Machine learning is not the danger. Optimisation without sufficiently broad objectives is. Every optimiser faithfully pursues whatever objective it is given while systematically ignoring everything excluded from the objective function. Markets optimise for return. Platforms optimise for engagement. Political campaigns optimise for victory. Bureaucracies optimise for self-preservation. Artificial intelligence merely accelerates a civilisational reflex that long predates it: sacrificing tomorrow for a marginal improvement today. We celebrate efficiency while quietly optimising away resilience, trust, wisdom, culture, meaning, and long-term persistence because none of them fit comfortably inside a quarterly report.
The current fascination with artificial intelligence risks missing the point entirely. AI is not the story; it is simply the latest instance. Steam engines, industrialisation, financial markets, mass media, social media, recommendation algorithms, machine learning, and whatever follows are successive expressions of the same underlying dynamic. The technology changes. The objective function scarcely does. Again and again, extraordinary advances in human capability are reorganised around extraction, concentration, acceleration, and advantage. We speak as though AI has become our master when, in reality, it is faithfully amplifying objectives civilisation selected long before the first neural network was trained.
Artificial intelligence will not destroy civilisation. Civilisation will destroy itself through the objectives it chooses to optimise, with artificial intelligence serving as the most powerful amplifier yet invented.
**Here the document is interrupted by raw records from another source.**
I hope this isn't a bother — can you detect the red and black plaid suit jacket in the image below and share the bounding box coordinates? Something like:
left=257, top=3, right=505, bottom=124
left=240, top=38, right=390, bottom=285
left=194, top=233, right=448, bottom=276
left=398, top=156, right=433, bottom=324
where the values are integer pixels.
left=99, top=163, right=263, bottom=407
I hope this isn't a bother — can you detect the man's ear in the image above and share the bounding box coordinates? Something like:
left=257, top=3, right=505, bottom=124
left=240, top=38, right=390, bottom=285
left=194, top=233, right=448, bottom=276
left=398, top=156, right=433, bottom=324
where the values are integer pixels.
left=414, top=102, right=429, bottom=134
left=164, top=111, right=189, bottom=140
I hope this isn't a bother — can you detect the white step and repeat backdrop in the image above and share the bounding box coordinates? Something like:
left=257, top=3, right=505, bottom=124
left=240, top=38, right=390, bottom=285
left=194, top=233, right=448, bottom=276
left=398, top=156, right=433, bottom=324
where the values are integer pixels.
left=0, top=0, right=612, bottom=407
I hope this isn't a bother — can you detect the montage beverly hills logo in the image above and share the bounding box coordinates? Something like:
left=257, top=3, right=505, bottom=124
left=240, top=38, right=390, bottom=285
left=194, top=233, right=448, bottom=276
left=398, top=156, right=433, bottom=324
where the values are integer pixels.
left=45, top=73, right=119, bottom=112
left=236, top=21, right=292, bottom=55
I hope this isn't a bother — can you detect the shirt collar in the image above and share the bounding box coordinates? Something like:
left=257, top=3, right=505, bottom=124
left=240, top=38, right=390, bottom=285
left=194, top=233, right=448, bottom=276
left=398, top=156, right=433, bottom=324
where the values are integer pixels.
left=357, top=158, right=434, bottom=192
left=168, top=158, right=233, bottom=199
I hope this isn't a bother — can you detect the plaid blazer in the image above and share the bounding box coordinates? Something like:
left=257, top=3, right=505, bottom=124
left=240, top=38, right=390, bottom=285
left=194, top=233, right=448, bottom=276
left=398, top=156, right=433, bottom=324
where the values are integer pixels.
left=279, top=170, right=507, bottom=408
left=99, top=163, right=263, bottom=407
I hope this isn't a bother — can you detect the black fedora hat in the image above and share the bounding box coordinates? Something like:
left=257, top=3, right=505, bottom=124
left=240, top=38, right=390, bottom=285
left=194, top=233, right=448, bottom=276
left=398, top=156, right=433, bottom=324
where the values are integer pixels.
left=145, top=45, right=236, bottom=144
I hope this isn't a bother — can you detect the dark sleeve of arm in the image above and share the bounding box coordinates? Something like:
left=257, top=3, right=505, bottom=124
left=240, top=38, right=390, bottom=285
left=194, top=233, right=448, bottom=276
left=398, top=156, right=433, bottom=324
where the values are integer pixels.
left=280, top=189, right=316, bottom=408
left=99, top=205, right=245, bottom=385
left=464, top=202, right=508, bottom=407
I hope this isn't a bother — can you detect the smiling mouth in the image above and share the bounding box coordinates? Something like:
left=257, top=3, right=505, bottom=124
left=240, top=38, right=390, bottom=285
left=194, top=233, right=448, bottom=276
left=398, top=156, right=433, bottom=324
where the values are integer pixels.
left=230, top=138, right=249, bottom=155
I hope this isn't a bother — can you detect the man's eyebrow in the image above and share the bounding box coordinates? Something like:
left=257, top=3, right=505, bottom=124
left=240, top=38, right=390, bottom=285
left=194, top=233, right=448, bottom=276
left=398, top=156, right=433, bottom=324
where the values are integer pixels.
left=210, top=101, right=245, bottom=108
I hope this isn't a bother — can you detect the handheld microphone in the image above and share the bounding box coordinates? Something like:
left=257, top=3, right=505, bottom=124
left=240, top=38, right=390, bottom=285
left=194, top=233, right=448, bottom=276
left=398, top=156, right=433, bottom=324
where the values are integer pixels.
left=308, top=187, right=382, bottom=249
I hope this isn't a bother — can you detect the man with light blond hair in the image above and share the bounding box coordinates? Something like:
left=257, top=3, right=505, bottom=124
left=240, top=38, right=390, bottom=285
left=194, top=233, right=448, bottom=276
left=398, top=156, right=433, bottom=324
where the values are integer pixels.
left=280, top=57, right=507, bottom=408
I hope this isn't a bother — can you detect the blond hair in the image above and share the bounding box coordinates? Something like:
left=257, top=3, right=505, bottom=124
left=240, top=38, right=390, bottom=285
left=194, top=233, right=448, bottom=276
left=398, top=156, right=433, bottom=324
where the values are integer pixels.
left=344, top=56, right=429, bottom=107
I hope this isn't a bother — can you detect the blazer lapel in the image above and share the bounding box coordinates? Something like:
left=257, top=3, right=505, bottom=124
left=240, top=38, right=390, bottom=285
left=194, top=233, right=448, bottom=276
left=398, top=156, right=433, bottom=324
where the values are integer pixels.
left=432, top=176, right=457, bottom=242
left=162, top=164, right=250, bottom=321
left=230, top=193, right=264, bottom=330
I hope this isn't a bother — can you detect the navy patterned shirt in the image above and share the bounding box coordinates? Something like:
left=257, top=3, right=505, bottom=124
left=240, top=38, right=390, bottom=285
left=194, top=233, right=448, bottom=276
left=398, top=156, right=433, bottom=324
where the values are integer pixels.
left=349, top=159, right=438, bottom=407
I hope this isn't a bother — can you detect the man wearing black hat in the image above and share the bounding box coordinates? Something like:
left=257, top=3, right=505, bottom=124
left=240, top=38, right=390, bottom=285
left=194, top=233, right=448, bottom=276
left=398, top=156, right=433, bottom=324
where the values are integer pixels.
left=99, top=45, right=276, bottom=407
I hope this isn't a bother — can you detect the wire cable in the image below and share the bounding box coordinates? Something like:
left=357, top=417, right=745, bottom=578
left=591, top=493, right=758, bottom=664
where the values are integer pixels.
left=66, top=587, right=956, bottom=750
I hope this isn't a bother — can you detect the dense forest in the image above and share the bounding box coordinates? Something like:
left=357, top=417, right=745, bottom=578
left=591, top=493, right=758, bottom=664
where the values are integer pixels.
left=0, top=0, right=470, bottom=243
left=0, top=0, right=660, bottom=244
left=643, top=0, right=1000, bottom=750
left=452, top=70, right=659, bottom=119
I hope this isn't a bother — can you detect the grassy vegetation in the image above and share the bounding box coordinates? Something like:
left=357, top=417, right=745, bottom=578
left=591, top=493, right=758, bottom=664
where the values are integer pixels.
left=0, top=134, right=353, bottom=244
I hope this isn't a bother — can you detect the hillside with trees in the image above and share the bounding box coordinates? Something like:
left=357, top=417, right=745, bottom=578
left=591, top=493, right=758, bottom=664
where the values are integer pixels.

That is the unpleasant little knot at the centre of this entire spectacle. AI is not our existential threat so much as our existential mirror. If we continue optimising for extraction, concentration, and short-term advantage, AI will not decide our future. It will simply help us arrive there much faster.
History has rarely been undone by a shortage of intelligence. More often, it has been undone by institutions that rewarded immediate advantage while systematically discounting consequence. There is an important distinction between ignorance and wilful blindness. Ignorance can learn. Wilful blindness often pays remarkably well. Civilisations seldom fail because nobody noticed the warning signs. They fail because acknowledging them threatened too many incentives, too many assumptions, and too many concentrations of power. By the time reality submits its invoice, those responsible have usually convinced themselves they were creating progress.
Civilisation cannot exist without optimisation. The question has never been whether we optimise, but what we optimise for. Money, markets, and technology are indispensable instruments, but disastrous masters. Intelligence without wisdom merely accelerates error. Continue mistaking accumulation for success, extraction for value, and efficiency for progress, and artificial intelligence will not end civilisation. It will simply become the clearest possible expression of objectives that were already consuming the future long before anyone thought to call them intelligent.
One reply on “optimise this”
The deeper problem is not AI. It is the value system AI is being plugged into. Money is useful because it lets people compare unlike things, store effort across time, settle obligations, coordinate work, and make decisions without knowing everyone personally. That is no small achievement. The failure begins when this useful abstraction becomes the highest social reality. Wealth becomes status, status becomes power, and power protects itself. At that point, the system stops asking what sustains civilisation and starts asking what increases accumulation. Greed is not just personal selfishness; it is a social architecture that rewards extraction and calls the result success. We are not being killed by money itself, but by a civilisation stupid enough to mistake its accounting system for its soul.